写真は会場風景。実行委員は100人ほどの規模ですが、そのうちの7〜8割の人が集まったと思います。遠く宮崎や秋田、岐阜からの参加者もあり、会員の意気込みが感じられます。60周年と云えば私の年齢と同じ。息の長い団体の記念イベントを成功させたいと思います。
○結城文氏詩集『紙霊』 現代詩のプロムナードU |
2010.3.10 東京都新宿区 北溟社刊 1905円+税 |
<目次>
第一部
紙霊――008
紙霊 青鷺の人 灰皿の混沌 文語詩 うた 花神 花いちもんめ
うすむらさきの酪酎者――028
うすむらさきの酪酎者 危うい断崖 夏が崩れてゆく日 自らの傷を 線の衝立
火は魔術師――042
火は魔術師 新しい神話 一列横隊の疑問 石巻の声 道後国民学校四年松組 昨日に今日が 連絡船 日を送る
ふるさとと呼ぶ――074
ふるさとと呼ぶ 祖父さんの梅の木 天窓の祈り 冬野菜の歌 電池の詩 士魂の桜
第二部
エベレストの空を仰いで――094
雲南シリーズ 雲の詩(一)(二)(三)
デラシネの石 道 「マネー」「マネー」 石鼓鎮の吊橋 静かな水 長江第一湾 夜の漢江
あとがき
うた
電池の詩
若者の
ヘッドホーンにも
ウォークマンにも
電車のなか
手に手にもっている
ケータイ電話にも
会議場でつかうレコーダーにも
電子辞書にも
腕時計のなかにだって
デジカメにだって
懐中電灯や
ガスコンロにも内臓されている
電池という名の
小さな電気
自分とともに
携帯してゆける
この小さな電気のおかげで
わたしたちが手に入れている
たくさんの機能
それなのに
捨てる時は
厄介者のように
別扱いの電池
電池をまとめて
ゴミにだしながら
ふと 気がついて
「ありがとう」という
英訳書や歌集はたくさん出している著者ですが、日本語のみの単独詩集としては初めての出版かもしれません。
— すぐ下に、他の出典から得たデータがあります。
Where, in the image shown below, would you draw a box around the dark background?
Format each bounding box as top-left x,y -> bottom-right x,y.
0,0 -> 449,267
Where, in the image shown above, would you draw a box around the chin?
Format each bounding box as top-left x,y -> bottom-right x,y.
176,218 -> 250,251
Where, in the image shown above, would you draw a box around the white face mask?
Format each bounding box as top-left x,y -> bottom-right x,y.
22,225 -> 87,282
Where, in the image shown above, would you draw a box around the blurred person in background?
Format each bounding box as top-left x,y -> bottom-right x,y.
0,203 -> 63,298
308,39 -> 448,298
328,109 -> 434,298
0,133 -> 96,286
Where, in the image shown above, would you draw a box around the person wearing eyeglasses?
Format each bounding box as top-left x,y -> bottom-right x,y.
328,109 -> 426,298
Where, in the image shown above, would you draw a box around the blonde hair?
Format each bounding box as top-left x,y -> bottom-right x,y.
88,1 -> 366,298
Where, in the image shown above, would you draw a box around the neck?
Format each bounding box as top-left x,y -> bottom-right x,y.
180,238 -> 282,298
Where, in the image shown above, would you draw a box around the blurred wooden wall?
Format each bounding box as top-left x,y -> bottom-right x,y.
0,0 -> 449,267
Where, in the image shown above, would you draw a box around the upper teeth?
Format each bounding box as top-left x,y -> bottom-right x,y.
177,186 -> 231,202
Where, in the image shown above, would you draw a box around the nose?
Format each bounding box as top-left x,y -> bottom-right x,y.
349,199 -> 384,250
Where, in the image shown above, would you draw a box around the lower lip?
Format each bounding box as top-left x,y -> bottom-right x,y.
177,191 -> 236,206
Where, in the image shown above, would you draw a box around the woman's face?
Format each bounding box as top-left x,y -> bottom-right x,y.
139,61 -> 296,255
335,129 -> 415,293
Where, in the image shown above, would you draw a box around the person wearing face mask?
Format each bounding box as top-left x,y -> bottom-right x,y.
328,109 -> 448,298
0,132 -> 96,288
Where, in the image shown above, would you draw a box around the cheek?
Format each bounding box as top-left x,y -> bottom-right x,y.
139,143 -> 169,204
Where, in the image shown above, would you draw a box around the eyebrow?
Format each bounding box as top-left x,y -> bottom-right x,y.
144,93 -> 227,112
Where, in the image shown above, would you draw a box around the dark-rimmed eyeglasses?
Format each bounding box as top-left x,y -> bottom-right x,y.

紹介した詩はこの詩集の中では異質な部類ですが、著者の姿勢をよく物語っていると思います。あって当然と考えている〈電池という名の/小さな電気〉に、なかなか〈ありがとう〉とまでは気が回らないでしょう。そこをさり気なく気づかせてくれた作品です。
○詩誌『どぅえ』XXU号 |
2010.4.1
京都市左京区 京都文学研究所・有馬敲氏発行 700円 |
<目次>
井上 哲士 2 嵯峨野だより(1)嵐電 嵯峨野だより(2)直指庵 たんぽぽ どないやねん
根来眞知子 10 青い薔薇 ふきのとう 目覚めた獅子
穂田 清 16 お婆ちゃんの茶飲み話45 お婆ちゃんの茶飲み話46 お婆ちゃんの茶飲み話47 お婆ちゃんの茶飲み話48
本多 清子 24 黒谷墓地
村上 知久 28 速さの秘密 だめ 雨の時(虹を支える)
安森ソノ子 34 京野菜 桜構想
有馬 敲 12 前触れ まだ生きとる
44 編集メモ
まだ生きとる/有馬 敲
ゆうべ 湯あがりにホッとして
缶ビールの小をゆっくり飲み
大相撲の初場所を観てくつろいどったのに
ばあさんは台所のまな板で
土ショウガを包丁でせわしく刻みながら
「テレビつけて気楽なもんや」と悪態ついて
山科の外孫に夜食を作って出かけていきよった
きょうはこめかみがひりひりして
持病の筋肉痛が半身にやってきよった
ゆうべは寝しなに用心して
腰や肩にお灸膏を貼っといたのに
この調子では四、五日治まりそうにない
面倒くさいが
出町柳の針灸医院に行こうとおもて
救急箱の保険証を探しとったら
内科や歯科の古い診察券がいっしょに
どっさり出てきよった
よくもまあ いままで
お医者はんにこれだけお世話になったもんや
耳鼻咽喉科もあるし 眼科もある
大学病院や総合病院もある
いけずのばあさんにいびられながら
何とか気を取り直して
えらいすいまへんが
もうちょっと生きてまっせ
京言葉で作詩するというコンセプトの詩誌ですが、紹介した作品にもその特徴がよく出ていると思います。〈土ショウガを包丁でせわしく刻〉むという行為に〈ばあさん〉の性格が手に取るように分かりますし、〈内科や歯科の古い診察券がいっしょに/どっさり出てきよった〉ところには作中人物の生活が垣間見えるようです。最終連の〈えらいすいまへんが/もうちょっと生きてまっせ〉というフレーズが良いですね。京都弁の柔らかいがなかなか引かない言葉に魅了されます。